AMA vs. Dynare Steady States

Dear all,

I replicated the Heutel (2012, RED) E-DSGE model deriving the steady states and solved it using the Anderson–Moore algorithm just like the author did. I tried to implement the model into Dynare using the same equations and identical steady states (i double-checked values and formulas for each variable) as in the AMA computation. Unfortunately, Dynare cannot find steady states and reports two (rather) small residuals :

Residuals of the static equations:

Equation number 1 : 8.2921e-08 : 1
Equation number 2 : 0 : r
Equation number 3 : 0 : tau
Equation number 4 : 0 : c
Equation number 5 : 0 : i
Equation number 6 : 0 : x
Equation number 7 : 0 : e
Equation number 8 : 0 : z
Equation number 9 : 0 : y
Equation number 10 : 0 : 10
Equation number 11 : 0 : zy
Equation number 12 : 0 : ztau
Equation number 13 : 0 : etau
Equation number 14 : 0 : ey
Equation number 15 : 0 : rtau
Equation number 16 : 0 : ry
Equation number 17 : 0 : rk
Equation number 18 : 0 : 18
Equation number 19 : 0 : zeta
Equation number 20 : 0 : 20
Equation number 21 : 3.1153e-05 : 21

If I use the initval method of Dynare choosing the proposed steady states of Heutel it works but Dynare reports slightly different steady states compared to the AMA. I am curious, has anybody ever encountered such a problem?
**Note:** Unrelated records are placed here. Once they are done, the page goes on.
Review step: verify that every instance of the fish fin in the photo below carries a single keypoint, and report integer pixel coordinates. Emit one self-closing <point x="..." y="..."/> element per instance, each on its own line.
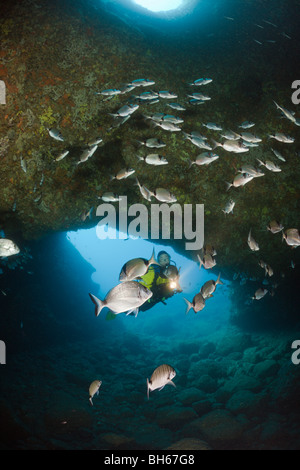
<point x="218" y="281"/>
<point x="200" y="261"/>
<point x="216" y="144"/>
<point x="189" y="306"/>
<point x="135" y="311"/>
<point x="99" y="304"/>
<point x="171" y="383"/>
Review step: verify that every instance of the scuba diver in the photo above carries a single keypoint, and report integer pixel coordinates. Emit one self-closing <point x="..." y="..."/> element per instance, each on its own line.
<point x="162" y="280"/>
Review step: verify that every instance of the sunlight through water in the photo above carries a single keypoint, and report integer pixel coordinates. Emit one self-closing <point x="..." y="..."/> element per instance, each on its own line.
<point x="159" y="5"/>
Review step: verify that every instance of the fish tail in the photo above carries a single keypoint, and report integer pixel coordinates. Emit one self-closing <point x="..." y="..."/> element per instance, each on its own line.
<point x="200" y="261"/>
<point x="99" y="304"/>
<point x="215" y="144"/>
<point x="218" y="281"/>
<point x="189" y="306"/>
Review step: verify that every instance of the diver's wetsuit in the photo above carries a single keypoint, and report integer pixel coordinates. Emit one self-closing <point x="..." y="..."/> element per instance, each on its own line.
<point x="158" y="283"/>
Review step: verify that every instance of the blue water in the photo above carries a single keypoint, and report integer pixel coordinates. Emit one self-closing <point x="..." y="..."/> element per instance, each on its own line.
<point x="236" y="384"/>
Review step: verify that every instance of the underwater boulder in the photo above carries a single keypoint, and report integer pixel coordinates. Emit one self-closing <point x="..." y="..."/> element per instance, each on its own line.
<point x="189" y="444"/>
<point x="207" y="384"/>
<point x="247" y="402"/>
<point x="191" y="395"/>
<point x="266" y="369"/>
<point x="219" y="427"/>
<point x="171" y="417"/>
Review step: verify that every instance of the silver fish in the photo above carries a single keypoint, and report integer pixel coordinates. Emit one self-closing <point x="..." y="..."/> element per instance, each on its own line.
<point x="62" y="155"/>
<point x="153" y="159"/>
<point x="229" y="207"/>
<point x="201" y="81"/>
<point x="141" y="82"/>
<point x="122" y="174"/>
<point x="232" y="146"/>
<point x="136" y="267"/>
<point x="204" y="158"/>
<point x="247" y="124"/>
<point x="152" y="143"/>
<point x="253" y="245"/>
<point x="239" y="180"/>
<point x="176" y="106"/>
<point x="168" y="126"/>
<point x="197" y="304"/>
<point x="270" y="165"/>
<point x="282" y="138"/>
<point x="97" y="141"/>
<point x="278" y="155"/>
<point x="199" y="96"/>
<point x="259" y="294"/>
<point x="251" y="171"/>
<point x="288" y="114"/>
<point x="109" y="92"/>
<point x="171" y="118"/>
<point x="87" y="153"/>
<point x="94" y="389"/>
<point x="196" y="102"/>
<point x="198" y="141"/>
<point x="209" y="287"/>
<point x="147" y="95"/>
<point x="167" y="94"/>
<point x="110" y="197"/>
<point x="212" y="126"/>
<point x="55" y="134"/>
<point x="275" y="227"/>
<point x="248" y="137"/>
<point x="8" y="247"/>
<point x="161" y="376"/>
<point x="207" y="262"/>
<point x="124" y="297"/>
<point x="125" y="110"/>
<point x="144" y="191"/>
<point x="164" y="195"/>
<point x="292" y="237"/>
<point x="230" y="135"/>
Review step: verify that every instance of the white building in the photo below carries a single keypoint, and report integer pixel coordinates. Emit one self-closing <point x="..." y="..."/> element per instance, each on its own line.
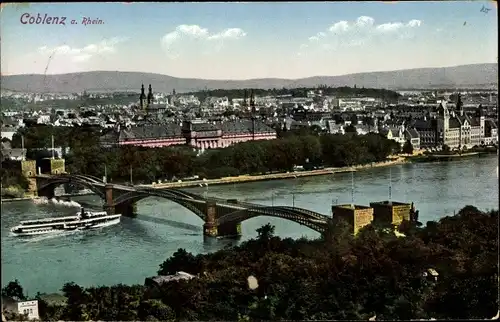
<point x="458" y="130"/>
<point x="29" y="308"/>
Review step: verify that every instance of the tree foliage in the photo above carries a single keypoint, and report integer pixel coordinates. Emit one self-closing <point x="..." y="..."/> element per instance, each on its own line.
<point x="86" y="156"/>
<point x="336" y="277"/>
<point x="408" y="147"/>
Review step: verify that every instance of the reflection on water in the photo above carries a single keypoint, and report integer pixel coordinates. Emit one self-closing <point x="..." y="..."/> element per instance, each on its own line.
<point x="131" y="251"/>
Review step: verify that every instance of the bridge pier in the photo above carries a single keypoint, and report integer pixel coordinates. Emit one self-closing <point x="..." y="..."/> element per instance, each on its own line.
<point x="47" y="192"/>
<point x="126" y="209"/>
<point x="211" y="229"/>
<point x="229" y="230"/>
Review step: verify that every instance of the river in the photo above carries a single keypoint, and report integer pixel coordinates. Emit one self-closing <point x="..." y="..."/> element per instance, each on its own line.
<point x="131" y="251"/>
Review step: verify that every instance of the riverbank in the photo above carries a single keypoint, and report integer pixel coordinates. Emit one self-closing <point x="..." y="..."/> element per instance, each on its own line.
<point x="246" y="178"/>
<point x="273" y="176"/>
<point x="66" y="195"/>
<point x="443" y="157"/>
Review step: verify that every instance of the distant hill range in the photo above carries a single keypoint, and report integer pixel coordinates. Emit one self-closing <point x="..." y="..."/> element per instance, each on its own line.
<point x="465" y="76"/>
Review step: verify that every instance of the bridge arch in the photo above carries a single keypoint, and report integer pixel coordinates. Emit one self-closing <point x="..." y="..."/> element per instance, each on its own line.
<point x="54" y="182"/>
<point x="196" y="206"/>
<point x="287" y="213"/>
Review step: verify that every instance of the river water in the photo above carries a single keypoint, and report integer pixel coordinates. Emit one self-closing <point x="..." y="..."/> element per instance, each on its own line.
<point x="131" y="251"/>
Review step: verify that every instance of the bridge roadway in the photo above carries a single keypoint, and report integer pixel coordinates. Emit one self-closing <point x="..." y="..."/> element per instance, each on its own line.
<point x="230" y="210"/>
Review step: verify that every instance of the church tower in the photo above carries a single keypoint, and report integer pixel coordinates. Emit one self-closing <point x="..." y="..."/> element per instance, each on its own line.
<point x="150" y="95"/>
<point x="142" y="98"/>
<point x="460" y="105"/>
<point x="252" y="106"/>
<point x="244" y="104"/>
<point x="443" y="121"/>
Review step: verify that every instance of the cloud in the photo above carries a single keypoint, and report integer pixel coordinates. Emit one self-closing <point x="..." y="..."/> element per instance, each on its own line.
<point x="390" y="26"/>
<point x="196" y="32"/>
<point x="83" y="53"/>
<point x="364" y="21"/>
<point x="339" y="26"/>
<point x="231" y="33"/>
<point x="395" y="26"/>
<point x="345" y="33"/>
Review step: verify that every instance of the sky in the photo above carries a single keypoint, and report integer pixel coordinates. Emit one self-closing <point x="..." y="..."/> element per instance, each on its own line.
<point x="247" y="40"/>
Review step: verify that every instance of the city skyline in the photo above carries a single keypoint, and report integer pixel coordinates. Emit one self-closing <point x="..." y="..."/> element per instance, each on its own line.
<point x="248" y="40"/>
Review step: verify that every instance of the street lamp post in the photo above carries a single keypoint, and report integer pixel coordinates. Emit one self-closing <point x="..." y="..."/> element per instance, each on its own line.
<point x="293" y="191"/>
<point x="272" y="197"/>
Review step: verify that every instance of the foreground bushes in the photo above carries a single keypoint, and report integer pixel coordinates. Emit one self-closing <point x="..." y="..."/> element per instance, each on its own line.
<point x="335" y="277"/>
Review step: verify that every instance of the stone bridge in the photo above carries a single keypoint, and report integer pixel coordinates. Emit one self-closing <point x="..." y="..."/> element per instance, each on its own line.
<point x="222" y="217"/>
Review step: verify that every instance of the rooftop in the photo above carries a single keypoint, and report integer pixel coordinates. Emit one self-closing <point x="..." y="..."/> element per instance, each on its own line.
<point x="351" y="206"/>
<point x="389" y="203"/>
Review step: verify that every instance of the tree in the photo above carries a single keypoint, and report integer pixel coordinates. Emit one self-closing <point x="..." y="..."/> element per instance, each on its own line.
<point x="14" y="290"/>
<point x="265" y="232"/>
<point x="350" y="129"/>
<point x="408" y="147"/>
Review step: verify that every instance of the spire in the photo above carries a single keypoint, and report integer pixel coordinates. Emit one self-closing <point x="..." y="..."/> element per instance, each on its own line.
<point x="245" y="99"/>
<point x="460" y="105"/>
<point x="150" y="95"/>
<point x="142" y="97"/>
<point x="252" y="103"/>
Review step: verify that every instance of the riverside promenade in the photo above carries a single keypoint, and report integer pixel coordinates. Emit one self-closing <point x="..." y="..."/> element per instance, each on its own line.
<point x="272" y="176"/>
<point x="393" y="160"/>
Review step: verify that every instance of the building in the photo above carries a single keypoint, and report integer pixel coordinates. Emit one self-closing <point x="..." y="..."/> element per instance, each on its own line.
<point x="490" y="133"/>
<point x="427" y="131"/>
<point x="356" y="216"/>
<point x="391" y="212"/>
<point x="457" y="129"/>
<point x="147" y="104"/>
<point x="29" y="308"/>
<point x="414" y="138"/>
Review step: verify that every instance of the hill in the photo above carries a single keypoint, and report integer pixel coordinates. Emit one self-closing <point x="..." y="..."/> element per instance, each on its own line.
<point x="465" y="76"/>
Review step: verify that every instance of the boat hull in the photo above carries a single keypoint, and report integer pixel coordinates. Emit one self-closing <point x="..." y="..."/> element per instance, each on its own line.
<point x="46" y="231"/>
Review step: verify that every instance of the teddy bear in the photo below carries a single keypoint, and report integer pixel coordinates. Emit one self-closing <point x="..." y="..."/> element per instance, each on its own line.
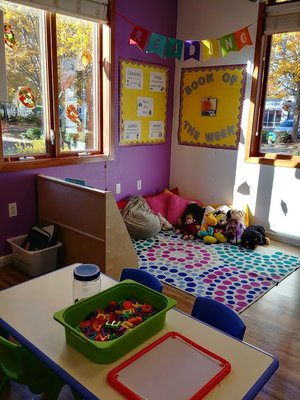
<point x="206" y="231"/>
<point x="235" y="226"/>
<point x="254" y="235"/>
<point x="220" y="228"/>
<point x="190" y="221"/>
<point x="189" y="229"/>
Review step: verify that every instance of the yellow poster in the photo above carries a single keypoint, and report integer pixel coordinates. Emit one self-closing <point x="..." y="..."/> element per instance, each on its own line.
<point x="143" y="103"/>
<point x="211" y="102"/>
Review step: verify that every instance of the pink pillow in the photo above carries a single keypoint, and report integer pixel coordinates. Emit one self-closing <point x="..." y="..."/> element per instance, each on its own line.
<point x="177" y="206"/>
<point x="159" y="203"/>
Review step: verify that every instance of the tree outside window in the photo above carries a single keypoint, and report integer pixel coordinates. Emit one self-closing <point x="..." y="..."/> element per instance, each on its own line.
<point x="275" y="119"/>
<point x="52" y="67"/>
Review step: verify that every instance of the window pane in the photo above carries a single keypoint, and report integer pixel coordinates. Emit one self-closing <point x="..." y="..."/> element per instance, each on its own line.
<point x="281" y="131"/>
<point x="76" y="83"/>
<point x="22" y="118"/>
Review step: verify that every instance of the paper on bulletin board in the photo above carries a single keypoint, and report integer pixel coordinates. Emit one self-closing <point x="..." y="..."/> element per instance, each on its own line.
<point x="143" y="102"/>
<point x="211" y="103"/>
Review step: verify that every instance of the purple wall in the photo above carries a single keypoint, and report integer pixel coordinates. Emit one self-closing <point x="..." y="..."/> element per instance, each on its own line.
<point x="148" y="163"/>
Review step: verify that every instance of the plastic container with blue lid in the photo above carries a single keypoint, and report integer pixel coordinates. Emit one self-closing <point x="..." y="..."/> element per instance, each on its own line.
<point x="86" y="281"/>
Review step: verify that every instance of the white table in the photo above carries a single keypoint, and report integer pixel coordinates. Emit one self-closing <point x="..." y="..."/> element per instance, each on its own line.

And is there maybe an intuitive explanation for this (e.g. roundoff error, but the residuals might be too big)?

Thank you for your help
Uploading: replica_heutel_steady_state.mod…

Can you provide the file? The upload did not finish. How big are the differences across softwares? And did you use exactly the same parameter values? Here, all digits matter.

Sorry for this mistake. Here is the the mod file I used to replicate the results in dynare. The analytical expressions are identical and the parameter values and steady state values for capital and emissions are identical up to the last decimal place.
replica_heutel_steady_state.mod (5.2 KB)

I used the following matlab code provided by the author to compute the steady state values. This code uses the Anderson Moore Algorithm to solve the model.

steadystate_tax.txt (1.7 KB)
SolveSystem_tax.txt (17.8 KB)
Thank you very much for your help

I think there is an inconsistency in your implementation. The steady state for x given e in the AIM files is

x = 4*e/(1-eta);

Note the hardcoded 4. But your Dynare equation is

x       = eta*x(-1)+e+3*2.21601162526919;  %pollution stock

Yes you are right. But the equation

x = 4*e/(1-eta);

only holds true as the steady state value of rest-of-world emissions e_row is set to
three times the value of domestic emissions e, hence 4*e. As e_ss is in my version set to the same value in, namely 2.21601162526919, it does not fix my initial problem, even though you are completely right it is bad style.

Unfortunately, even changing it to the suggested equation by the authors leads to the exact same residuals as mentioned before.

Thank you again very much for your help

I fixed that to be consistent and increase the tolerance of fsolve. See whether the problem persists:
SolveSystem_tax.m (17.8 KB)
replica_heutel_steady_state.mod (5.2 KB)
steadystate_tax.txt (1.7 KB)

I works perfectly fine, thank you so much!
Could you give me some background information on the tolerance of fsolveor refer me to some threads or literature on this?

The numerical solver for the steady state system terminates once the solution is sufficiently close to 0. But it was not close enough for Dynare’s internal consistency check. The additional issue was your hardcoding of e in the model-block, which I removed.